Written by: Chelsea Cabral
The third time’s a charm for Dr. Bridget Teboh, who has finally been awarded the prestigious Carnegie African Diaspora Fellowship (ADF), allowing her the chance to contribute to the improvement of higher education in Africa. In doing so, Teboh, an associate professor of history, will facilitate collaborations between scholars in Africa and African Diaspora academics in the United States.
For eight weeks this summer, Teboh will be travelling to Adeyemi College of Education, a college that is part of Obafemi Awolowo University in Ondo, Nigeria. Adeyemi College of Education is one of only 69 institutions that were selected by the Carnegie Corporation this year to host scholars.
A member of an exclusive group of academics
Teboh joins an exclusive class of academics who have been hand-picked to participate in the highly respected fellowship. In addition to mentoring students and faculty, she will be working to develop new curricula, strengthen current courses in the history department, as well as working to develop a women’s studies center on the campus.
“As African-born scholars who are working in the U.S. with the expertise and skills that could be used to develop African nations, this fellowship is giving us the very chance to not only go and give back to higher education in Africa but also to developing African nations,” Teboh said. “The ADF has been the missing link in terms of collaborations between institutions in Africa and institutions in the United States.”
Carnegie African Diaspora Fellowship (ADF) supports African higher education
Created in 2014, the Carnegie African Diaspora Fellowship (ADF) works to support African-born scholars who live in the U.S. or Canada and teach at accredited universities.
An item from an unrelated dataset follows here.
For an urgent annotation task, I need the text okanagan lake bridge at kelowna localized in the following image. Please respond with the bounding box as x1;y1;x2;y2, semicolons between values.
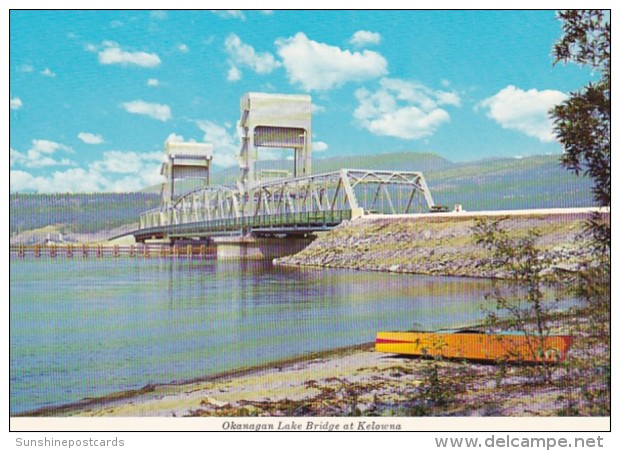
124;93;439;258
The ADF hopes to use the scholar’s expertise to support African higher education institutions in regards to research collaboration, graduate student teaching/mentoring, and curriculum co-development.
In its fourth year, the Carnegie ADF, to date, has helped 239 African-born scholars connect with their peers in Africa. “So many people like me have been waiting for this opportunity for years because we couldn’t apply for the Fulbright, or the Ford Foundation, which are grants that are readily available for higher education scholars,” said Teboh. “The Carnegie Foundation has made the opportunity to travel to Africa more accessible for a core group of African-born scholars living here in the U.S. whose numbers are growing exponentially.”